As you know, I’m a big believer in the science behind beer running. So I was pleased to see the Toronto Star use a credible source to explain that running a beer mile does in fact give you “an even bigger buzz.”
The euphoria you get from drinking four beers while running one mile is produced through endorphins released by exercise and a drop in blood pressure that leads to lightheadedness. But it’s mostly the beer, according to University of Toronto exercise physiology professor Jack Goodman.
“If you add the intoxicating effects of alcohol,” he told the paper, “then you get an even bigger buzz.”
One participant called it “30 minutes to one hour of euphoria with this beer high and runner’s high intermingled.” Based on my experience, I’d say that’s accurate.
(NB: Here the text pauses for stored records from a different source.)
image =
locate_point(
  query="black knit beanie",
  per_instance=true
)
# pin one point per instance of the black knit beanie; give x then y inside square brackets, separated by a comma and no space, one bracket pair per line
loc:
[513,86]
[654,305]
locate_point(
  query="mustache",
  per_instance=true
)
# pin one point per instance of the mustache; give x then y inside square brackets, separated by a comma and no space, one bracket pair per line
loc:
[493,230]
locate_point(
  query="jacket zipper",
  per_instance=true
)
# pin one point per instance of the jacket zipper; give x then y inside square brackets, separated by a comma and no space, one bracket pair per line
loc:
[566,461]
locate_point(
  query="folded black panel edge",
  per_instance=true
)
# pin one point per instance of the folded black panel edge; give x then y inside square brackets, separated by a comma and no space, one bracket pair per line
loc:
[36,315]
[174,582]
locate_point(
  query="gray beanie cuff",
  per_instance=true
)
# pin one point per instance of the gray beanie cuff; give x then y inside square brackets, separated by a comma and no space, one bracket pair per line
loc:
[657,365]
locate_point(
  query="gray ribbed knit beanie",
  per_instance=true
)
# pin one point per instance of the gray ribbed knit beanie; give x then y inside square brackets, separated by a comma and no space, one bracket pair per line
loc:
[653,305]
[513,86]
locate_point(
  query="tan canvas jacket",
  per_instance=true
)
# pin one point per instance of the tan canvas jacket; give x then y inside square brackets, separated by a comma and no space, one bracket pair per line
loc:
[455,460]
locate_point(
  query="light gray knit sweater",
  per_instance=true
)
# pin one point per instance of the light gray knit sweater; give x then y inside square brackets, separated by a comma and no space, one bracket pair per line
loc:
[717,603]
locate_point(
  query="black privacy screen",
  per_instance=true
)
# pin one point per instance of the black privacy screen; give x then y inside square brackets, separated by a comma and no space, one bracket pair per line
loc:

Also, there’s often vomit involved.
The article also traced the event’s origins back to Canadian Olympic runners in the 1970s, and claimed that athletes that eschew alcohol hasn’t been the norm for most of history, according to a sport history professor.
“Our attitudes toward athletics and being sober are relatively short,” said Doug Brown of the University of Calgary. “Not everyone had good drinking water in the 19th century and one way to guarantee fluid intake that wasn’t going to kill you was to drink alcohol.”
And to paraphrase a training aphorism, whatever doesn’t kill you, will give you a stronger buzz.